Pet foods: K-Carrageenan (0.2–0.5%) in combination with a similar amount of locust bean gum prevents fat separation during processing and imparts a richness to the gravy which accompanies the canned pet foods.
Fish gels: Combinations of K- and ι-carrageenans (0.5– 1.0%) gel the broth and preserve the flavor of fish packed in cans or jars.
Frozen fish coating: A solution of about 0.4% of the mixture containing K-carrageenan, locust bean gum and potassium chloride forms a gelled film that coats frozen fish, protecting it from freezer burn and mechanical disintegration during processing.
Relishes, Pizza, Barbecue sauces: K- or ι-carrageenan (0.5%) is used to provide texture, sheen, and improved adhesion properties in relishes, pizza and barbecue sauces.
As regards the safety of carrageenans used in food, it has been shown that carrageenans are harmless for food. Investigations have demonstrated that carrageenan is not a carcinogen, although in the former reports, highly degraded carrageenan can induce ulceration in guinea pigs and rabbits. In the late 1970's, carrageenan was listed by FDA (Food and Drug Administration, U.S.A.) as Generally Recognized as Safe (GRAS), and the food grade carrageenan was defined as having a water viscosity of no less than 5 Cps at 1.5% concentration at 75°C, which corresponds to a molecular weight of 100,000.
Mineral oil and insoluble drug preparations: ι-Carrageenan (0.1–0.5%) gives stable emulsions and suspensions for mineral oil and insoluble drug preparations.
Antacid gels: The chalkiness of antacids can be masked by incorporating them into a glycerin-water mixture, gelled with K-carrageenan (0.7–2.0%) or a mixture of K-carrageenan and locust bean gum.
Drugs for peptic and duodenal ulcers: Carrageenan has been proved to be effective for the symptomatic relief and cure of peptic and duodenal ulcers.
Barium sulfate suspensions: Carrageenan is used as a dispersant for Barium sulfate.
Toothpastes: Carrageenan (0.8–1.2%) is used to prevent separation of the liquid portion and abrasive, and to impart short texture and good rinseability characteristics to tooth paste.

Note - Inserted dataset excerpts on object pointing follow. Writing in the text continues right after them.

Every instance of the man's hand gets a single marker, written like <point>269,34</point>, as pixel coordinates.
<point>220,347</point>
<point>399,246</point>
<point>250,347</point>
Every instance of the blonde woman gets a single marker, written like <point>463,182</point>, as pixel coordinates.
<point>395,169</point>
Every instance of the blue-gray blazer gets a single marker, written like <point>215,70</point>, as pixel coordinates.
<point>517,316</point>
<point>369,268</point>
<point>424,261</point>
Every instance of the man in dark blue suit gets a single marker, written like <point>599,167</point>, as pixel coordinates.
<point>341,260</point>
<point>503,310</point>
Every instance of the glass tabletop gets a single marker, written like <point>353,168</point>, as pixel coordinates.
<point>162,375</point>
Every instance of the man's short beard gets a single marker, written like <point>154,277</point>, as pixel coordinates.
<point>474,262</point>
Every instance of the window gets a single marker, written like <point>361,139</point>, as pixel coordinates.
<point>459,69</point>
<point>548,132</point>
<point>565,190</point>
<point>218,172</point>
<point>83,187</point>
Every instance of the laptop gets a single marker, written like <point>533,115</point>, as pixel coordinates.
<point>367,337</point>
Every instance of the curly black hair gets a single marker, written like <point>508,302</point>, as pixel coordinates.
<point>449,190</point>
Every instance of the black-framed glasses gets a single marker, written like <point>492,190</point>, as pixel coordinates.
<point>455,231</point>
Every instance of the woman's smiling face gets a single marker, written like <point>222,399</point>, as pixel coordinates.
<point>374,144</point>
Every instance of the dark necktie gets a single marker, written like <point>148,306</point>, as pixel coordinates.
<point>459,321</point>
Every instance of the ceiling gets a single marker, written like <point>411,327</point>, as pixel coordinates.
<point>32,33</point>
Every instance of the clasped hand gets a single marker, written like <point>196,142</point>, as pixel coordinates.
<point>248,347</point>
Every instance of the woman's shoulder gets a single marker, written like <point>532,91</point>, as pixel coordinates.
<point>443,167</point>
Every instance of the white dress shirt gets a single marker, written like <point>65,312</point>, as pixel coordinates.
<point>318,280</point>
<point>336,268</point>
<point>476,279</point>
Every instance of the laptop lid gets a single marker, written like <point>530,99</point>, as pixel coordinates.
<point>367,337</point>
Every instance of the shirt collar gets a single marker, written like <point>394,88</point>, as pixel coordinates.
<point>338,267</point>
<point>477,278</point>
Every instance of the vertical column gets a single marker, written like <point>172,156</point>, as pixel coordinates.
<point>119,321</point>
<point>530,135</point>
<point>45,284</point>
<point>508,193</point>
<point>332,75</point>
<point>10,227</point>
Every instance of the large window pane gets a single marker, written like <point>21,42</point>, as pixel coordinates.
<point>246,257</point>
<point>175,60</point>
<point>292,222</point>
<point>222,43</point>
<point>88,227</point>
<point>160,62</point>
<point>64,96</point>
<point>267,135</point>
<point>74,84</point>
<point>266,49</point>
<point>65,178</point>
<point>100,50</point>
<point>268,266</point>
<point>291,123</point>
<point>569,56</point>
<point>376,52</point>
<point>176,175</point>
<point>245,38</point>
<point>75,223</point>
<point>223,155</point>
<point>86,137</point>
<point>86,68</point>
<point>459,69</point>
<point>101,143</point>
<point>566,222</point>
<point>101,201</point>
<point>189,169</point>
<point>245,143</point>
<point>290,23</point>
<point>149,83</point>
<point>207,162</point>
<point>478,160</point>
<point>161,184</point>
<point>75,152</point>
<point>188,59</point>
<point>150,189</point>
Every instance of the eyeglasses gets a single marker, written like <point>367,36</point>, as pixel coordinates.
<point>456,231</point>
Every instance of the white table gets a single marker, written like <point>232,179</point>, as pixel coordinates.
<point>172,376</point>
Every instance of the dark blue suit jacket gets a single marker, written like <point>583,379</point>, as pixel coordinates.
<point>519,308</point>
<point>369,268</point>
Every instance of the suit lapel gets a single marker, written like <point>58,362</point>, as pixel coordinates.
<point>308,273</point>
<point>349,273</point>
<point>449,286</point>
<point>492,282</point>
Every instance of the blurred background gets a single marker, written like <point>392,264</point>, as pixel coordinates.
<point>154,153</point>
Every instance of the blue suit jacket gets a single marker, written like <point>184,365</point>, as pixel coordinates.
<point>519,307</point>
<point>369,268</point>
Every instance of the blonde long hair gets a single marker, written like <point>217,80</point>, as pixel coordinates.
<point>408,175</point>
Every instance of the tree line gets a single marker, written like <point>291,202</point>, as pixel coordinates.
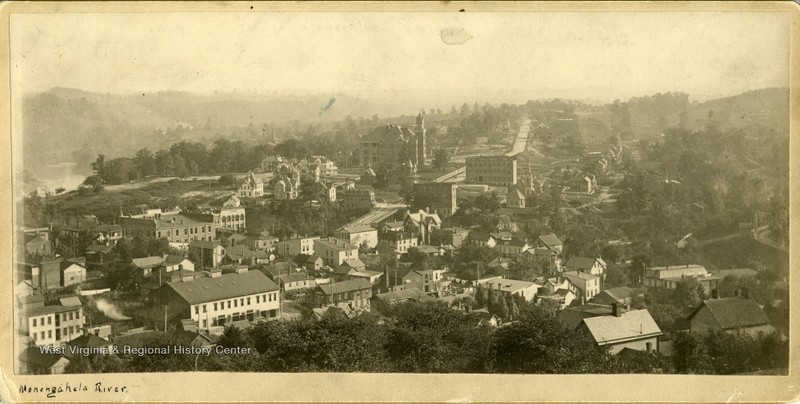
<point>432,338</point>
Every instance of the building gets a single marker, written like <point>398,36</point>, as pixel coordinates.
<point>551,242</point>
<point>223,299</point>
<point>526,290</point>
<point>512,248</point>
<point>231,218</point>
<point>393,145</point>
<point>261,242</point>
<point>668,277</point>
<point>422,223</point>
<point>620,295</point>
<point>72,274</point>
<point>594,266</point>
<point>440,197</point>
<point>251,187</point>
<point>354,293</point>
<point>270,164</point>
<point>633,329</point>
<point>495,170</point>
<point>402,278</point>
<point>362,235</point>
<point>481,239</point>
<point>400,241</point>
<point>730,315</point>
<point>296,281</point>
<point>175,226</point>
<point>356,199</point>
<point>585,286</point>
<point>52,325</point>
<point>208,254</point>
<point>453,236</point>
<point>335,251</point>
<point>515,199</point>
<point>295,246</point>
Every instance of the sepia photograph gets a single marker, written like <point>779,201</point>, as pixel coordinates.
<point>485,201</point>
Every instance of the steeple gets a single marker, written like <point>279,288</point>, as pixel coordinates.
<point>419,131</point>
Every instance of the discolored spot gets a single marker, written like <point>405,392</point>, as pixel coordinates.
<point>455,36</point>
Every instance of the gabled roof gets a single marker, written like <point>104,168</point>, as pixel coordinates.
<point>550,240</point>
<point>89,340</point>
<point>353,263</point>
<point>734,312</point>
<point>358,229</point>
<point>204,244</point>
<point>346,286</point>
<point>582,263</point>
<point>70,301</point>
<point>98,248</point>
<point>172,259</point>
<point>629,325</point>
<point>148,262</point>
<point>224,287</point>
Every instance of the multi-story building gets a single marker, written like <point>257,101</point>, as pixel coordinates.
<point>585,286</point>
<point>359,235</point>
<point>400,241</point>
<point>356,199</point>
<point>496,170</point>
<point>52,325</point>
<point>175,226</point>
<point>335,251</point>
<point>223,299</point>
<point>296,245</point>
<point>668,277</point>
<point>440,197</point>
<point>251,187</point>
<point>354,293</point>
<point>393,145</point>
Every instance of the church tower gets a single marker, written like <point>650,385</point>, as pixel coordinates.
<point>419,130</point>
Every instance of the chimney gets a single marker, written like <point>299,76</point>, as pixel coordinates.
<point>615,310</point>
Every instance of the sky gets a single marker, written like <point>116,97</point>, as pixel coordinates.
<point>581,55</point>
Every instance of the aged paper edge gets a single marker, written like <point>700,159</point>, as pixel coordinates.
<point>329,387</point>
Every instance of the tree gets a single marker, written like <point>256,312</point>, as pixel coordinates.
<point>233,337</point>
<point>440,158</point>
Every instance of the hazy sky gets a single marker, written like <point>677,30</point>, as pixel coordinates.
<point>594,53</point>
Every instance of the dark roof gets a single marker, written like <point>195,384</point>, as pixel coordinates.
<point>223,287</point>
<point>99,248</point>
<point>89,340</point>
<point>34,356</point>
<point>583,263</point>
<point>734,312</point>
<point>550,240</point>
<point>346,286</point>
<point>203,244</point>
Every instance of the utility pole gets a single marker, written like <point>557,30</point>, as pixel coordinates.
<point>166,308</point>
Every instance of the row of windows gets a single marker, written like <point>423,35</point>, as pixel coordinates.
<point>64,317</point>
<point>233,303</point>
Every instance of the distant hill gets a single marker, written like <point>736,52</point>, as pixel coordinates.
<point>66,125</point>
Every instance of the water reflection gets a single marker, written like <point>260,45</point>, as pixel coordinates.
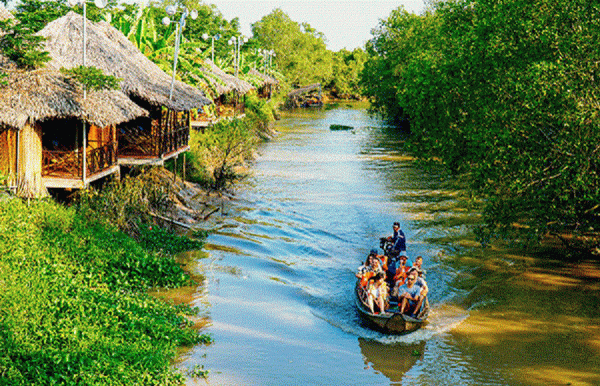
<point>279,275</point>
<point>392,360</point>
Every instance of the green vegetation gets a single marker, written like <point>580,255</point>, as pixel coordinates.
<point>92,78</point>
<point>302,57</point>
<point>506,94</point>
<point>19,42</point>
<point>73,306</point>
<point>216,155</point>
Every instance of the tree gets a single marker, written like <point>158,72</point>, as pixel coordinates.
<point>301,54</point>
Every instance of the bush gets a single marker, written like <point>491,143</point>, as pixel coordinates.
<point>73,302</point>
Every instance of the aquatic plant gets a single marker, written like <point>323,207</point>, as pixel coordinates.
<point>73,302</point>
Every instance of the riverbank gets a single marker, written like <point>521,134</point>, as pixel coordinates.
<point>74,307</point>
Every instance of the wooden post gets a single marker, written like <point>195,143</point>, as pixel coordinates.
<point>84,158</point>
<point>30,183</point>
<point>183,177</point>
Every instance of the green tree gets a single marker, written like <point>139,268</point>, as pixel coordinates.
<point>301,54</point>
<point>503,92</point>
<point>347,67</point>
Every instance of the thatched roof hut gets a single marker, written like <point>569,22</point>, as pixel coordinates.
<point>38,95</point>
<point>226,82</point>
<point>5,14</point>
<point>109,50</point>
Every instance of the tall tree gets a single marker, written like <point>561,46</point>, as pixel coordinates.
<point>505,92</point>
<point>301,54</point>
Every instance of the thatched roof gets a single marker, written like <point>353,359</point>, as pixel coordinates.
<point>304,89</point>
<point>111,51</point>
<point>5,14</point>
<point>267,80</point>
<point>38,95</point>
<point>227,82</point>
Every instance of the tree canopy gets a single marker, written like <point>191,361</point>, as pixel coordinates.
<point>506,92</point>
<point>301,54</point>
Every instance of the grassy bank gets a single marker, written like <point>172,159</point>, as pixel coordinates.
<point>73,302</point>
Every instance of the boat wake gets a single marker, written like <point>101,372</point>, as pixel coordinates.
<point>442,319</point>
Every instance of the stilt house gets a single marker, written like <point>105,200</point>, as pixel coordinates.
<point>153,139</point>
<point>229,88</point>
<point>268,83</point>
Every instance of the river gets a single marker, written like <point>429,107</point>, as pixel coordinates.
<point>278,274</point>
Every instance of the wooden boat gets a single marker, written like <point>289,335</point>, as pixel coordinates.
<point>392,322</point>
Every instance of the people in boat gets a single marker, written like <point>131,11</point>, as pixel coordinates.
<point>418,264</point>
<point>408,295</point>
<point>399,240</point>
<point>383,258</point>
<point>421,283</point>
<point>377,293</point>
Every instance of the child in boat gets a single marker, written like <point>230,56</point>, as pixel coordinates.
<point>377,293</point>
<point>421,283</point>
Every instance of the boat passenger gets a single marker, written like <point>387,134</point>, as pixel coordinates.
<point>383,258</point>
<point>377,293</point>
<point>399,240</point>
<point>421,283</point>
<point>419,265</point>
<point>366,271</point>
<point>408,295</point>
<point>399,270</point>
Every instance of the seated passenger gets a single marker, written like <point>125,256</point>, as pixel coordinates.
<point>366,271</point>
<point>383,258</point>
<point>399,270</point>
<point>377,293</point>
<point>408,295</point>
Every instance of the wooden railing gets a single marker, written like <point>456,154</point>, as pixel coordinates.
<point>68,164</point>
<point>165,136</point>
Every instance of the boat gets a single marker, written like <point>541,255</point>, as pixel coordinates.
<point>392,322</point>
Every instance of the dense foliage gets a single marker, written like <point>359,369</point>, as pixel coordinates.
<point>73,306</point>
<point>216,155</point>
<point>303,58</point>
<point>506,92</point>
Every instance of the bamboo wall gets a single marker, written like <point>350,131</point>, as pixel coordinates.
<point>8,156</point>
<point>30,183</point>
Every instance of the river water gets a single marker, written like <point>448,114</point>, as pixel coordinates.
<point>278,275</point>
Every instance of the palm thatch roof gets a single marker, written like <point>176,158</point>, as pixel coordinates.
<point>302,90</point>
<point>38,95</point>
<point>226,82</point>
<point>267,80</point>
<point>109,50</point>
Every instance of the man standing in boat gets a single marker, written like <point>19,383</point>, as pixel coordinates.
<point>409,294</point>
<point>399,240</point>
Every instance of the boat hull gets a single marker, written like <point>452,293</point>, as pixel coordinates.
<point>391,322</point>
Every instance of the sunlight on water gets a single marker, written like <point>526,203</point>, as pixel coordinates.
<point>279,271</point>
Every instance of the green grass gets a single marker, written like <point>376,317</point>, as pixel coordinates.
<point>73,301</point>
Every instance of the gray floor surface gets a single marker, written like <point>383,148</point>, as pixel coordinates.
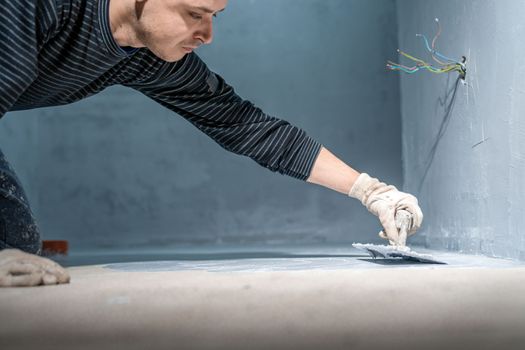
<point>269,298</point>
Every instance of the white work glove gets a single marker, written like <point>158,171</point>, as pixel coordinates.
<point>20,269</point>
<point>384,202</point>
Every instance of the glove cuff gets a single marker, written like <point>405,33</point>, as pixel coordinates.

Lotions and creams: λ-Carrageenan (0.1–1.0%) is used in hand lotions and creams to provide slip and improved rub-out.
Water-based paints: ι-Carrageenan or a mixture of K-carrageenan and locust bean gum is used (0.15–0.25%) to thicken latex emulsion paints.
Air-freshener gels: Gel mixture of K- and ι-carrageenan at a concentration of 1.5–2.5% in combination with locust bean gum and fragrant oils is used as an air-treating gel.
Immobilization of enzymes and cells: Carrageenan gel beads formed with cations are the excellent media for entrapping enzymes or cells used for catalyzing the chemical syntheses and conversions.